O espaço que está destinado ao “Museu do Estrangeiro” não são as salas de exposições regulares da Oficina Cultural Oswald de Andrade, mas um casinhoto sem sinalização nos “fundos”, que parece uma área de serviço para guardar materiais de limpeza ou mobiliário velho. Sem quaisquer característica de “museu”: segurança, cuidados de conservação, controle de humidade e luz. Uma vez dentro deste espaço, e assim como em muitos dos projetos de Lira, o nosso olhar é guiado sem roteiro e sem narrativa de apresentação[3]. Vagueia por entre recortes de jornal sobre as diferentes vagas de imigrantes no país, revistas “ilegíveis” de coreanos, chineses e japoneses, alguns exemplares da revista “Travessia” que abordam a migração como objeto de estudo académico, e ainda por textos que o artista leu, como “Écorces” de Didi-Huberman. Excertos da Lei Brasileira do Imigrante escritos à mão nas paredes, áudios com ruídos da cidade e testemunhos de imigrantes com os quais Ícaro convive[4], e alguns trabalhos seus mais antigos formam o conjunto deste “Museu”, para além da oficina de fanzine, da publicação, e dos debates que acontecem ao longo do projeto.

Ao contrário das obras que circulam nos espaços destinados à arte, o traço distintivo dos projetos de Lira é que os “objetos” já existem num contexto amplo de circulação e mobilidade, e sua operação “artística” está no deslocamento e no rearranjo destes com vista a criar um novo sistema de relações. Um gesto que não procura fixar (a forma, a narrativa, o significado) e que, por isso mesmo, “perde” para arte para “ganhar” para a vida e os seus vários contextos sociais, políticos ou económicos.
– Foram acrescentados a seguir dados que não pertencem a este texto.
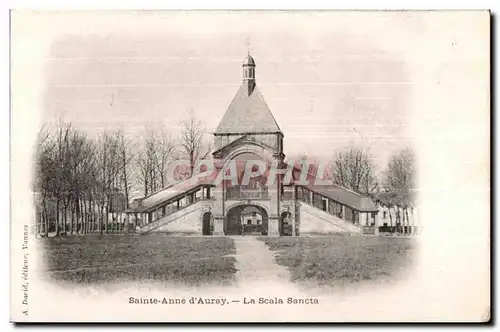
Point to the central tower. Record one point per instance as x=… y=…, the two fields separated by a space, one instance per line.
x=248 y=132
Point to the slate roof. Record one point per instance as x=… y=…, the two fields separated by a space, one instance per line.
x=160 y=197
x=346 y=197
x=248 y=113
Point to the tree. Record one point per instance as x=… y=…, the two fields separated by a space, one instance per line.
x=192 y=142
x=400 y=182
x=126 y=158
x=401 y=171
x=354 y=169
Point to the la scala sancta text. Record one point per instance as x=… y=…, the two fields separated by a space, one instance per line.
x=278 y=300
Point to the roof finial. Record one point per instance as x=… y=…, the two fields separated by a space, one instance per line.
x=248 y=45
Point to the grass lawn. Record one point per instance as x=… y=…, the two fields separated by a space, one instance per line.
x=157 y=257
x=341 y=259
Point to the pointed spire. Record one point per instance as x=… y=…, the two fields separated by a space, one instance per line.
x=249 y=73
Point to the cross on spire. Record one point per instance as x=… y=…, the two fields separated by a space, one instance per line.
x=248 y=44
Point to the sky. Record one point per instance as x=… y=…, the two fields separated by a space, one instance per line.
x=331 y=79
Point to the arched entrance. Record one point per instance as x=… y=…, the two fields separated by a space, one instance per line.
x=207 y=223
x=246 y=219
x=285 y=226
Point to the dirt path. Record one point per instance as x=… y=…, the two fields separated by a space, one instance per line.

Assim sendo, as viagens são momentos fundamentais para reforçar o sentido transitório e casuístico dos seus projetos. Das deambulações pela cidade (ou pelo sertão brasileiro calcorreado nos últimos anos) Ícaro traz-nos objetos, fragmentos e pedaços de discursos que, camada por camada, nos remetem a uma arqueologia completamente amadora e peripatética. Os áudios disponíveis para escuta na exposição são disso também exemplo: uma seleção pouco criteriosa de “testemunhos” de imigrantes com os quais Ícaro convive no Bom Retiro, na Sé, e no Brás. Pouco criteriosa porque não interessa a “amostragem” de uma população específica com vista a obter um conjunto de conclusões válidas sobre a “questão” da imigração. Não se trata de uma reportagem jornalística, nem de uma tese de etnografia contemporânea apesar de, enquanto pesquisa, se servir dos utensílios destas disciplinas.
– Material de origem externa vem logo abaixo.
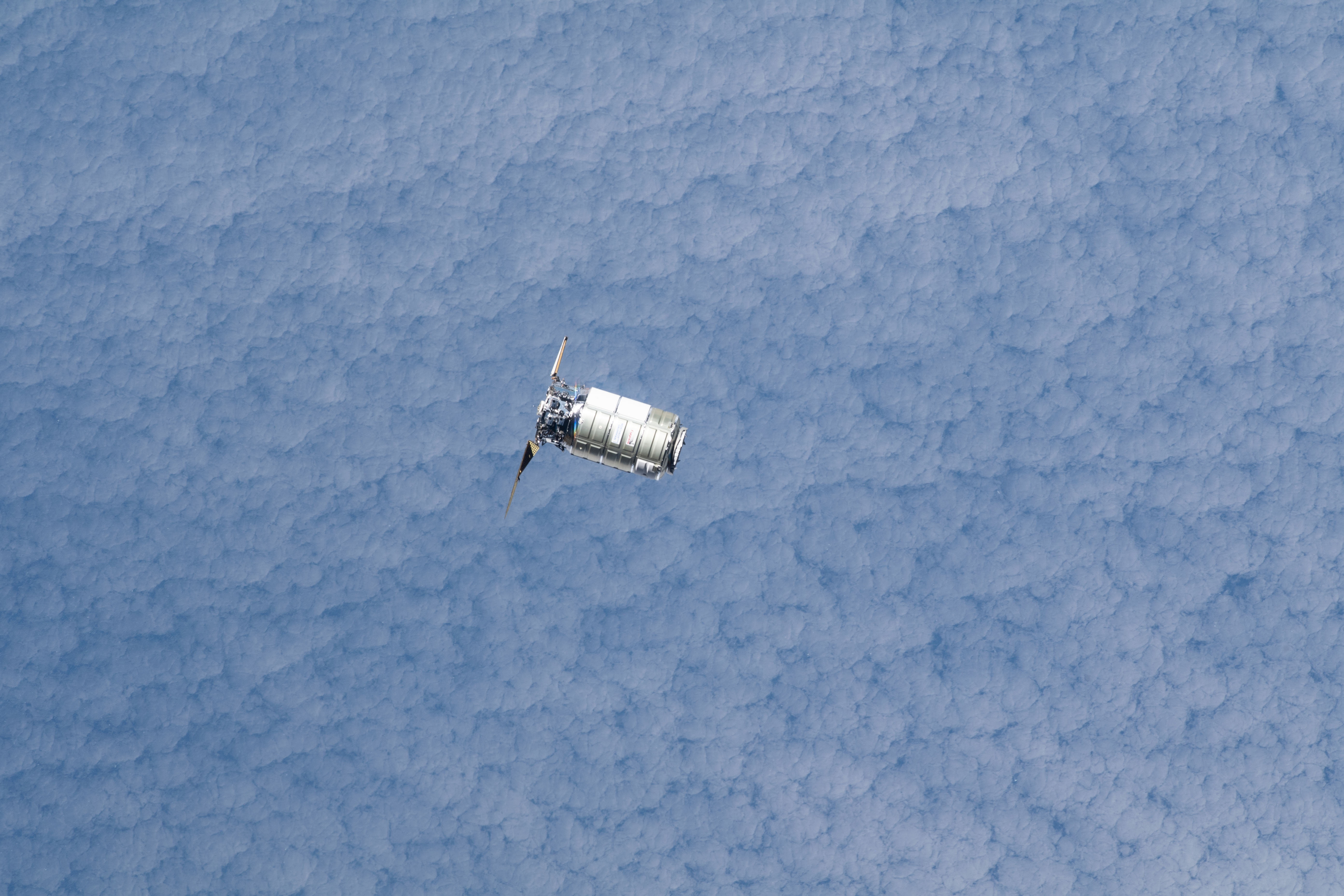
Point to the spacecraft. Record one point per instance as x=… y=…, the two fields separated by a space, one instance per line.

No entusiasmo de Ícaro Lira face ao seu campo de pesquisa há qualquer coisa que lembra James Agee e Walker Evans quando, jovens, na década de 30, optaram em conviver com famílias de meeiros quase miseráveis do Alabama para mais fidedignamente fazerem uma reportagem sobre as condições de vida dos lavradores pobres brancos no sul dos Estados Unidos. Um mesmo tipo de aproximação ao “objeto” e que é quase um querer “devir” a realidade  que se tem pela frente, mesmo que sofrível e contraditória, juntando a voz singular a todas as vozes, usando a mesma língua sem que se note qualquer mudança de plano entre o artista e aqueles que tem pela frente.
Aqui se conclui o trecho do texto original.